This story gives some idea of how far the idea of historic preservation has come in Houston over the last decade or so.
A year ago, Houston's small but passionate preservation community was galvanized by warnings that the River Oaks Theatre, the River Oaks Shopping Center and the Alabama Theater building could face demolition within two years.
By that time, Mayor Bill White had begun his administration's gradual effort to strengthen the city's preservation law, long regarded as among the weakest in the country. White and the City Council created a new "protected landmarks" category allowing owners to protect certain buildings in perpetuity and provided tax incentives for doing so.
White's efforts are expected to culminate Aug. 1, when the council considers a protected historic district for the Old Sixth Ward that would include the first unqualified ban on demolition of historic buildings ever enacted in Houston.
The mayor's incremental approach to the issue has been more successful than a bolder, more controversial effort that died in a City Council committee led by then-Councilwoman Annise Parker five years ago.
Parker, now the city controller, said Houston's preservation climate has improved since then for a number of reasons: White and several City Council members are more interested than their predecessors were in preservation. Stakeholders trust White to be an "honest broker" of their diverse interests. And business leaders increasingly recognize the importance of quality-of-life issues such as historic preservation.
Though preservation groups' leaders don't always get along, Parker said, they concluded that even small victories are better than none. "People see so much of our history being lost," Parker said. "They're willing to take a compromise that they wouldn't before, because they're so desperate for something to happen."
Serious efforts to curb destruction of the spaces holding Houston's collective memories began in the 1990s when preservationists lobbied then-Mayor Bob Lanier for an ordinance imposing some controls on demolition or alteration of historic buildings.
It was a tough sell in a relatively young city with a culture that revered individual property rights and the prosperity fueled by new development. But Lanier agreed to consider the idea.
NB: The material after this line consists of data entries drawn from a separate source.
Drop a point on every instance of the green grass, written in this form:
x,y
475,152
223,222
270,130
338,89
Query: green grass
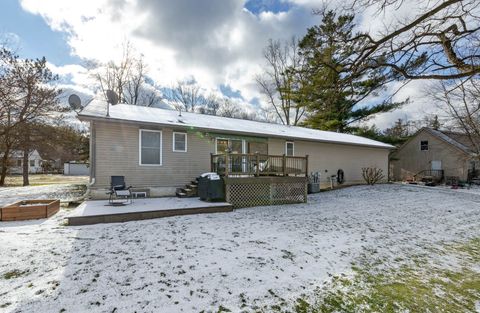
x,y
423,285
14,274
The result was Houston's first preservation ordinance, adopted by the City Council in 1995. It created an Archaeological and Historical Commission to review applications for demolition or alteration of certain historic buildings; denial would require owners to wait 90 days before proceeding.
The ordinance was helpful, preservationists said, but its shortcomings soon became apparent as one property owner after another waited the required 90 days and then proceeded with demolition. Some particularly beloved buildings were destroyed in the dead of night to avoid protests.